← Back to context

Comment by sugarpimpdorsey

3 days ago

A lot of these passive types of anti-abuse systems rely on the rather bold assumption that making a bot perform a computation is expensive, but isn't for me as an ordinary user.

According to whom or what data exactly?

AI operators are clearly well-funded operations and the amount of electricity and CPU power is negligible. Software like Anubis and nearly all its identical predecessors grant you access after a single "proof". So you then have free reign to scrape the whole site.

The best physical analogy are those shopping cart things where you have to insert a quarter to unlock the cart, and you presumably get it back when you return the cart.

The group of people this doesn't affect are the well-funded, a quarter is a small price to pay for leaving your cart in the middle of the parking lot.

Those that suffer the most are the ones that can't find a quarter in the cupholder so you're stuck filling your arms with groceries.

Would you be richer if they didn't charge you a quarter? (For these anti-bot tools you're paying the electric company, not the site owner.).
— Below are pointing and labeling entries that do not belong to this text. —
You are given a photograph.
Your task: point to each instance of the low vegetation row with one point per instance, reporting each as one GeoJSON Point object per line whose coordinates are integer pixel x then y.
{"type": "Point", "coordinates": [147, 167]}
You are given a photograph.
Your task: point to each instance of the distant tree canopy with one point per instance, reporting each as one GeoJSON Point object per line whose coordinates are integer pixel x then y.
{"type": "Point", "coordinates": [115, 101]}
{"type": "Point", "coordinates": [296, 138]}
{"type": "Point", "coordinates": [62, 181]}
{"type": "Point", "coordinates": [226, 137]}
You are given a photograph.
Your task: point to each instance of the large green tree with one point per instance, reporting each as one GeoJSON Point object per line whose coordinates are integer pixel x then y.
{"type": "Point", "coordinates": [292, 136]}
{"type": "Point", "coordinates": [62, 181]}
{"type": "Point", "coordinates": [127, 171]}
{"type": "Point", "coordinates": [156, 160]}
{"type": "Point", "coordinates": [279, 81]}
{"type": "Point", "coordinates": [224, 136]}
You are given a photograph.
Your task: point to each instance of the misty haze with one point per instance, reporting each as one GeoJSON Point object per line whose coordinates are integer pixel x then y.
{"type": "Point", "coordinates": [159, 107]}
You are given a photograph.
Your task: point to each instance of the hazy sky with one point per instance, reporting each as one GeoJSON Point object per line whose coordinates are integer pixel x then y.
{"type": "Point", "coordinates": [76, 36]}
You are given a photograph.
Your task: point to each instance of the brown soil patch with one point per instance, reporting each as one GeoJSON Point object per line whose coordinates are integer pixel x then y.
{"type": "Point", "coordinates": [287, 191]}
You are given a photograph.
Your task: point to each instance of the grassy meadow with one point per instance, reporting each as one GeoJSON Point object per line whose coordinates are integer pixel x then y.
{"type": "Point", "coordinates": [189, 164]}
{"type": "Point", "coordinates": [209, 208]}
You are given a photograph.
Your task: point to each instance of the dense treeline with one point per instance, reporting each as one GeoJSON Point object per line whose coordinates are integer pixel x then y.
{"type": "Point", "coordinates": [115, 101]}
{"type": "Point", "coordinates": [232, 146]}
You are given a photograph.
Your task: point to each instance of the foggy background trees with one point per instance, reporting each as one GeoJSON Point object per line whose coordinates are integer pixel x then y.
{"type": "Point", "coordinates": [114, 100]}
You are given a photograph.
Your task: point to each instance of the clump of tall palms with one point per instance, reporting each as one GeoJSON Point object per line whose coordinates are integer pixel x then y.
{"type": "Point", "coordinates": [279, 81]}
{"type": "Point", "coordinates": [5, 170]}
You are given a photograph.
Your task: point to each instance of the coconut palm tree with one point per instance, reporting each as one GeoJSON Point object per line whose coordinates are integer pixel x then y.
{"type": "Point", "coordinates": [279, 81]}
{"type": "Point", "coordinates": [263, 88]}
Maybe. But if you're Scrooge McDuck who is counting?

Right, that's the point of the article. If you can tune asymmetric costs on bots/scrapers, it doesn't matter: you can drive bot costs to infinity without doing so for users. But if everyone's on a level playing field, POW is problematic.

I like your example because the quarters for shopping cards are not universal everywhere. Some societies have either accepted shopping cart shrinkage as an acceptable cost of doing business or have found better ways to deter it.

Scrapers are orders of magnitude faster than humans at browsing websites. If the challenge takes 1 second but a human stays on the page for 3 minutes, then it's negligible. But if the challenge takes 1 second and the scraper does ita job in 5 seconds, you already have a 20% slowdown

  • By that logic you could just make your website in general load slower to make scraping harder.

    • No, because in this case there are cookies involved. If the scraper accepts cookies then it's trivial to detect it and block it. If it doesn't, it will have to solve the challenge every single time.

  • Scrapers do not care about having a 20% slowdown. All they care is being able to scale up. This does not block any scale up attempt.